Seeing as this has now happened with 2 different cameras,with 2 different cards, would you say that by putting the card in the reader, the reader is corrupting them? Is that even possible? Can that occur? AND now that I've had issue with the card reader corrupting my cards (If that's the case) can just reformatting them in the camera save them for future use or do I need to ditch and restock? The 16gb is only about a year or two old.


----------



## Derrel (Sep 16, 2012)

I think the card reader MIGHT have a bent pin, or a bad connection on the cord "somewhere", at most likely, the end where the cord joins the CF card reader. Or the card reader is "messed up" in some way,shape, or form.


----------



## erphoto (Sep 16, 2012)

Thanks for your quick reply, Derrel.  When my card reader is done with the deep scan I'm running to recover the files I'll take a look!


----------



## erphoto (Sep 17, 2012)

My card reader has no bent prongs.    I've had it for a reallly, reallllly long time though.  I only pulled it out of storage about 2 months ago because my other reader quit reading the cf cards.  Does anyone have a suggestion for a reader that uses firewire connection?    Looks like I'm in the market for a new card reader.

Thanks!


----------



## erphoto (Sep 18, 2012)

ANYONE?  HELP?


----------



## Superfitz (Sep 18, 2012)

erphoto said:
			
		

> ANYONE?  HELP?



Amazon has a bunch...they even have helpful reviews to assist in your decision.


----------



## MLeeK (Sep 18, 2012)

Try plugging the camera in to the computer with the card in it and pulling the images off that way. I'm with Derrel and I think it's something to do with your card reader somewhere.


----------



## Derrel (Sep 18, 2012)

erphoto said:


> My card reader has no bent prongs.    I've had it for a reallly, reallllly long time though.  I only pulled it out of storage about 2 months ago because my other reader quit reading the cf cards.  Does anyone have a suggestion for a reader that uses firewire connection?    Looks like I'm in the market for a new card reader.
> 
> Thanks!



I have had a Lexar Firewire card reader, CF I and II style ONLY, for multiple years--the kind that uses the BIG, husky "6-pin" Firewire connections on both ends, and it works well. I also have a much newer Lexar Multi-Card reader that uses the small, cheezy USB 2.0 connection system, and it's wonky...the connection in the card-reader end was acting up for a while...I took the cord out of the reader and the computer, and Q-tipped the connection ends with alcohol and then a clean cloth...seems to have stopped the issue....although it is somewhat pokey on transfer speeds, and I have to wait too long for DL's to complete on the USB 2.0 reader. The "old" Lexar 6-pin Firewire CF card reader OTOH has dl'd for 7 YEARS without a problem. Not one,single issue. I need to get a newer, better, Thunderbolt-equipped CF card reader, or multi-format reader to replace the USB 2.0 model I think...


----------



## MLeeK (Sep 18, 2012)

Do you have a camera bag with a magnetic closure on it? Some laptop bags, purses, etc have those magnetic snaps. I've heard of problems. I don't know if it's true or not!
When was the last time your memory cards were completely reformatted and run through a good program for checking them out? 
I use MediaRECOVER to check mine out and do a repair.


----------



## erphoto (Sep 18, 2012)

The camera plugged into the computer was also unable to read the cards. I had to use data recovery software to save the pictures I lost.   And no, no magnetic enclosures or magnets of any kind in or on my bag. I really think it was the card reader. I've got a new one on order from amazon. Since they are phasing out CF cards, options are getting kind of limited. 

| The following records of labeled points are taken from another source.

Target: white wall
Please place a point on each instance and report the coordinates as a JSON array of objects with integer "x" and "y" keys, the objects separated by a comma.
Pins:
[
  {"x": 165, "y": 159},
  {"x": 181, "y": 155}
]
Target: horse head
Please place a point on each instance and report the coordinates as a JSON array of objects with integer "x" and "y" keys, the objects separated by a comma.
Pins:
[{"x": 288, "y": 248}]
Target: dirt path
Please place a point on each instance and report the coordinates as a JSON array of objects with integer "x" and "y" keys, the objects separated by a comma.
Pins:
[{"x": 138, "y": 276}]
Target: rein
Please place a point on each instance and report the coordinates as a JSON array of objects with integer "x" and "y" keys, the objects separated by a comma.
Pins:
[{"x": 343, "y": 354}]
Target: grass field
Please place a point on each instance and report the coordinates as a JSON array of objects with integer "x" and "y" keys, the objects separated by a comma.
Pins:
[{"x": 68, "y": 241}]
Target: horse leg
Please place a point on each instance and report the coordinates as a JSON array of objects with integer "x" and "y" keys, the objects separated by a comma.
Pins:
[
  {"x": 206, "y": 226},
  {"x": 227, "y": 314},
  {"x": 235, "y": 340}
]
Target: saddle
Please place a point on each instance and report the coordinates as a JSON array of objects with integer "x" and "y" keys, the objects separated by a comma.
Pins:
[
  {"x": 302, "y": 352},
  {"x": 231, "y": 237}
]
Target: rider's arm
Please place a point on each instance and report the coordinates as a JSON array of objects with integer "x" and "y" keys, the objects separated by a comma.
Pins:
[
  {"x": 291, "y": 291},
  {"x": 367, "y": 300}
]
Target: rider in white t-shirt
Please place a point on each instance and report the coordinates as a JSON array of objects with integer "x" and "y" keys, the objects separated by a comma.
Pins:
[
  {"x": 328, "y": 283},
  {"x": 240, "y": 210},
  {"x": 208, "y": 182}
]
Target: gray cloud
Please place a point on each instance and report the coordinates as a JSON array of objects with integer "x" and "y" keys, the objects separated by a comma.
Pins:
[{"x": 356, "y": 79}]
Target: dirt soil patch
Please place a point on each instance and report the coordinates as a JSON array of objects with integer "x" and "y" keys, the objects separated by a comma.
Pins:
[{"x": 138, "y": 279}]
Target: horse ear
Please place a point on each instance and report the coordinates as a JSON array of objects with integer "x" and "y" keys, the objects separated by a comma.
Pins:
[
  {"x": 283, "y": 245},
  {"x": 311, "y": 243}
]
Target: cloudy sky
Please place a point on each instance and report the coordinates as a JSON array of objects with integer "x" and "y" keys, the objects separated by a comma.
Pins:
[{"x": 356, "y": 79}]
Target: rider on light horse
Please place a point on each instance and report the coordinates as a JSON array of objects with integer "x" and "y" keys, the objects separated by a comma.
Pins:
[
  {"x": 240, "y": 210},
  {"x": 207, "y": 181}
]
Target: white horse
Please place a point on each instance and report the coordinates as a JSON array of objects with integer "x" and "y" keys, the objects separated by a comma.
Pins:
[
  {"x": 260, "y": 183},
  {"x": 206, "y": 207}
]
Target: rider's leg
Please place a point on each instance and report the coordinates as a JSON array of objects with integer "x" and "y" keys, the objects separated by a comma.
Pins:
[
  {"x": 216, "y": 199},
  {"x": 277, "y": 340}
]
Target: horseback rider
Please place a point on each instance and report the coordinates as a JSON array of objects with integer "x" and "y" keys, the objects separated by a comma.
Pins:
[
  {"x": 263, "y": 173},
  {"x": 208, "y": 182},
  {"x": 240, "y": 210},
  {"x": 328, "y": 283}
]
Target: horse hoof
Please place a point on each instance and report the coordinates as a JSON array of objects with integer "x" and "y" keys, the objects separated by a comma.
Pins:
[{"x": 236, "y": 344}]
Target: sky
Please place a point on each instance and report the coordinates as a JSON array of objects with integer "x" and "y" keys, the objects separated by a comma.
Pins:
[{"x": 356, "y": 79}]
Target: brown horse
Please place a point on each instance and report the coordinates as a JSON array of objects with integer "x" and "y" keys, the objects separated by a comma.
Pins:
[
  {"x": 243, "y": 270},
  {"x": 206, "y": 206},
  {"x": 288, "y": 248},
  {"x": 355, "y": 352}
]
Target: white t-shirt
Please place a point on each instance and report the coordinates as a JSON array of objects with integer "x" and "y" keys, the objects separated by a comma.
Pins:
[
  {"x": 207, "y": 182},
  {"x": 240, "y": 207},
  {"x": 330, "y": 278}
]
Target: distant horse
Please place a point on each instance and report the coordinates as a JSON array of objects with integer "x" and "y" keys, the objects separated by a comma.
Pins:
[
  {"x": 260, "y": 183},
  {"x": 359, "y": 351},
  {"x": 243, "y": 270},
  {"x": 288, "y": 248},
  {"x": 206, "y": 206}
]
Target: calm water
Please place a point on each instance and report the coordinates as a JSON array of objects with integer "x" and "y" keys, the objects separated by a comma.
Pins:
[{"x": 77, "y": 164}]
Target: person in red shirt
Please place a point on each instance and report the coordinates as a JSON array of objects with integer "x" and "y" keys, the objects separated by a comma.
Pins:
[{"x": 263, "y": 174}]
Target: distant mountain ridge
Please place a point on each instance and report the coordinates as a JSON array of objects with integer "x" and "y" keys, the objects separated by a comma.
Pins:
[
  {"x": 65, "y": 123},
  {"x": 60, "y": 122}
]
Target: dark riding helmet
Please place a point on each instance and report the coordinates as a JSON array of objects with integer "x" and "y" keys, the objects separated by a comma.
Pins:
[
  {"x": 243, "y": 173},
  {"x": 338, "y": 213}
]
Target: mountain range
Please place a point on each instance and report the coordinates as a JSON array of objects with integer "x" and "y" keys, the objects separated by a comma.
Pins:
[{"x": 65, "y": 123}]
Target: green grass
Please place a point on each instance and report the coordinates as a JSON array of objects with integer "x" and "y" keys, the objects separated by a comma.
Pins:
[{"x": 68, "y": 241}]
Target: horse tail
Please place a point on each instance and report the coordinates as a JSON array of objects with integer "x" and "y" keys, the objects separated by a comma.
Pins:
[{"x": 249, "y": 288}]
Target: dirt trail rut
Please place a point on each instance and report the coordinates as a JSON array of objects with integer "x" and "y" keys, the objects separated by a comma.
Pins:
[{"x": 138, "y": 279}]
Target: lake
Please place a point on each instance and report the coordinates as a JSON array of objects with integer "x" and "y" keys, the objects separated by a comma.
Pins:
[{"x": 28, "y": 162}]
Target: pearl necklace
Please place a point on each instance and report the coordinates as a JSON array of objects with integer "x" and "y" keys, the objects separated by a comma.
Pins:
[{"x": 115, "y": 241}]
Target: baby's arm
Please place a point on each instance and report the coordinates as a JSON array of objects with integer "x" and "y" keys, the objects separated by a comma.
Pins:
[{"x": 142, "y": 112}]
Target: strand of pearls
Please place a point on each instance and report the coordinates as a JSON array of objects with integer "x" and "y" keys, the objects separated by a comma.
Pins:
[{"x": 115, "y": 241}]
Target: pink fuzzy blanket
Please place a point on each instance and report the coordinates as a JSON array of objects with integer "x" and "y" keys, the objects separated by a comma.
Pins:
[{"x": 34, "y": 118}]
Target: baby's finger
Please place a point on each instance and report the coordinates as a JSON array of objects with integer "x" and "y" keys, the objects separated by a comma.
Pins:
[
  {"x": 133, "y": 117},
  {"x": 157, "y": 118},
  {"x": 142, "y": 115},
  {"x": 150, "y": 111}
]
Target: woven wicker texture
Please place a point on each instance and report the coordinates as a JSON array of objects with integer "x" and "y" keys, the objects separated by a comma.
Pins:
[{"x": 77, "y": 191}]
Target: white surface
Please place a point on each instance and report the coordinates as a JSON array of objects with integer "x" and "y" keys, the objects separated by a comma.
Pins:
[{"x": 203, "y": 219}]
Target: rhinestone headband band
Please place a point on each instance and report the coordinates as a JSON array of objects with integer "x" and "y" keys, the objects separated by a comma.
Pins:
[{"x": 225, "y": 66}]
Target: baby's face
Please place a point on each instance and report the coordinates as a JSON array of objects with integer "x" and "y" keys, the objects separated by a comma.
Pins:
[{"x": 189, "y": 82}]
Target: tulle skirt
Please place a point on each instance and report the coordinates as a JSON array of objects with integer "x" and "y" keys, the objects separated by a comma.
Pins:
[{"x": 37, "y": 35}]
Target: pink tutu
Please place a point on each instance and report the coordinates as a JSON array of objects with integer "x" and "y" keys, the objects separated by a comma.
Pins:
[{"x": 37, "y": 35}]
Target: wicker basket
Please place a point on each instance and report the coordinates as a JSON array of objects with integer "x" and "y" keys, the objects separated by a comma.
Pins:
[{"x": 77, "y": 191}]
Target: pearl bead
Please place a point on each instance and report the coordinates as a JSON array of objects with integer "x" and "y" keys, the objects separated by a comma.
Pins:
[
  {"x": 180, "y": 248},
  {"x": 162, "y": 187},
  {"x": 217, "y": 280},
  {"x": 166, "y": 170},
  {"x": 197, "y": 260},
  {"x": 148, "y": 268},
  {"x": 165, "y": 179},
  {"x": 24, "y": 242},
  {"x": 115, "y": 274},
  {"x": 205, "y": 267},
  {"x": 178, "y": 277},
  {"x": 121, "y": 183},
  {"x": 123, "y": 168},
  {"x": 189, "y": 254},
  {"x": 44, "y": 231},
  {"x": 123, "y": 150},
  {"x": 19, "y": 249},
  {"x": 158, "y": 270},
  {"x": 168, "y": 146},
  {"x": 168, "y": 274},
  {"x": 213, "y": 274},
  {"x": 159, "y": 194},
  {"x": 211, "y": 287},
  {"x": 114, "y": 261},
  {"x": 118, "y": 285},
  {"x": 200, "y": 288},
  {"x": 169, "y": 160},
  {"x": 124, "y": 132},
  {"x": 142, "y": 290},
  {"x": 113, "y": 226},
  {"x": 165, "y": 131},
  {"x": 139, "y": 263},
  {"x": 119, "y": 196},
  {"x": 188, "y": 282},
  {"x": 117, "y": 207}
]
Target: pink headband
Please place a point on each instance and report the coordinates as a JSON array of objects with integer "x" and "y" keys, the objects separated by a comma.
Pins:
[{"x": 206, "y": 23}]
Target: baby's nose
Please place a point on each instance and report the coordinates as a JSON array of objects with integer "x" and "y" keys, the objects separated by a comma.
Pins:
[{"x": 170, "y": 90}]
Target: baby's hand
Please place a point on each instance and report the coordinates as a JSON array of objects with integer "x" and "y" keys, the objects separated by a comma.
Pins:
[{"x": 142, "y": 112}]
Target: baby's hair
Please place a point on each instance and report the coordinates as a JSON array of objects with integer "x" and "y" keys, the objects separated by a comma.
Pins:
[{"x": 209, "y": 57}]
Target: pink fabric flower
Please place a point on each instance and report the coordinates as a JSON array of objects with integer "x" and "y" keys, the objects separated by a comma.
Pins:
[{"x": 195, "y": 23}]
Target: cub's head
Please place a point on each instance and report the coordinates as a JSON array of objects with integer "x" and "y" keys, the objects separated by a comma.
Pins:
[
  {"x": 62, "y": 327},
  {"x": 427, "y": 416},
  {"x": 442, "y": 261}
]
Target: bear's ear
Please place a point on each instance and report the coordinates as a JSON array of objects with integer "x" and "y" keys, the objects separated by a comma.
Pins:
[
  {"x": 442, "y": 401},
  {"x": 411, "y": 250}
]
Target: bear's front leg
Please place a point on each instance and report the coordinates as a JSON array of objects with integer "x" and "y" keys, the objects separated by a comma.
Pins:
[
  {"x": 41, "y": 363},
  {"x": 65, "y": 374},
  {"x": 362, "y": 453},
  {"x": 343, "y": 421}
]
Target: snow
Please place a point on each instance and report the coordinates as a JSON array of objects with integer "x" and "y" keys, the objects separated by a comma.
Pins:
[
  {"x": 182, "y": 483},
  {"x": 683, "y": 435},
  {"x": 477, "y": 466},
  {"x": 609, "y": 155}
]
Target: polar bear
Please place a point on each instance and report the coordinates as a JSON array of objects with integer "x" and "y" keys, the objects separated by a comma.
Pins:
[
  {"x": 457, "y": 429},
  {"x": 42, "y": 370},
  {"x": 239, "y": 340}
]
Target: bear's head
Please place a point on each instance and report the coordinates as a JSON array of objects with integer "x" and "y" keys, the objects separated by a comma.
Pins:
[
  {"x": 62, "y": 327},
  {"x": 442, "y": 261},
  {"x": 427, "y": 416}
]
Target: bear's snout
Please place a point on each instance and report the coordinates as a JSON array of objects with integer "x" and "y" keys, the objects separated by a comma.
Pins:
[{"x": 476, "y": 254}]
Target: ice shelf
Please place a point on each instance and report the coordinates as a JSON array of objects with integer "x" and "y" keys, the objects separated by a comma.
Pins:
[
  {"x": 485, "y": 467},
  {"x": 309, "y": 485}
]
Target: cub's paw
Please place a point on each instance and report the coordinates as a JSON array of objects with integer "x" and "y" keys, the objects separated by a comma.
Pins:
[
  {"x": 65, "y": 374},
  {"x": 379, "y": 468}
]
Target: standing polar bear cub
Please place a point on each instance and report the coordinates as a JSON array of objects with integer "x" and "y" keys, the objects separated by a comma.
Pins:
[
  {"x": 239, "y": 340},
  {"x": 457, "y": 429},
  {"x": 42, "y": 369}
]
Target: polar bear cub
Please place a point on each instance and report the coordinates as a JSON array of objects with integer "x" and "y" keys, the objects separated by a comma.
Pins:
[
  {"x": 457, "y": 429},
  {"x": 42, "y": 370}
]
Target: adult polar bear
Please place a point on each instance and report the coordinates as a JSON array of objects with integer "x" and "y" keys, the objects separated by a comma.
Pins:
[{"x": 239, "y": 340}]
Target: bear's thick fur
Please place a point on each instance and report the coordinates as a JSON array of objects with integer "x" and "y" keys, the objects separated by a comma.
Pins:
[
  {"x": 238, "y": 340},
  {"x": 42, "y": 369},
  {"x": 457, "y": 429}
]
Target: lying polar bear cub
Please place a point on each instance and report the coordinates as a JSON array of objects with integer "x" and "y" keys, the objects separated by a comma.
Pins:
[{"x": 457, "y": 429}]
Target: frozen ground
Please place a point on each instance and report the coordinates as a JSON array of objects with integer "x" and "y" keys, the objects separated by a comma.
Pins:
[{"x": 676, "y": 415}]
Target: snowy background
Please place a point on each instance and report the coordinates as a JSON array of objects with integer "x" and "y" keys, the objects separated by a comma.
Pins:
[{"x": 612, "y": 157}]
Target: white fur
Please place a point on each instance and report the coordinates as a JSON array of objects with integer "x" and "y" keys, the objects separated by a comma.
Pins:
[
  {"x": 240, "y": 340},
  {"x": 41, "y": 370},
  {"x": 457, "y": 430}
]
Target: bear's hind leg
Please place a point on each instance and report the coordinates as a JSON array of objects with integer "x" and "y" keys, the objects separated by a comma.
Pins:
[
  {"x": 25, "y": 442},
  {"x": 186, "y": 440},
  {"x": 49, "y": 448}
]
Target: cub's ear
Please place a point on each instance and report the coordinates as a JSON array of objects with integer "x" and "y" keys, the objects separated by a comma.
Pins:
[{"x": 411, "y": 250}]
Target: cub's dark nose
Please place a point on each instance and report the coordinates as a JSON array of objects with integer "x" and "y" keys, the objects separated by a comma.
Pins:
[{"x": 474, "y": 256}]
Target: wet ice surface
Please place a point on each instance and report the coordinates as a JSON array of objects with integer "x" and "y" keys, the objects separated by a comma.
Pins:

Thanks to all of you who gave helpful and not snarky advice. I appreciate it.


----------



## ceejtank (Sep 18, 2012)

erphoto said:


> Since they are phasing out CF cards, options are getting kind of limited.




Source?

All cameras I've purchased/seen lately have CF cards.. 

including the brand new 5D mark III
Canon U.S.A. : Consumer & Home Office : EOS 5D Mark III


----------



## erphoto (Sep 18, 2012)

Really?  It was an observation I made stores electronics stores and even camera stores no longer sell cf cards or cf card readers. Plus, the 6D just came out... Guess what?  It doesn't use a CF card.


----------



## ceejtank (Sep 18, 2012)

erphoto said:


> Really? It was an observation I made stores electronics stores and even camera stores no longer sell cf cards or cf card readers. Plus, the 6D just came out... Guess what? It doesn't use a CF card.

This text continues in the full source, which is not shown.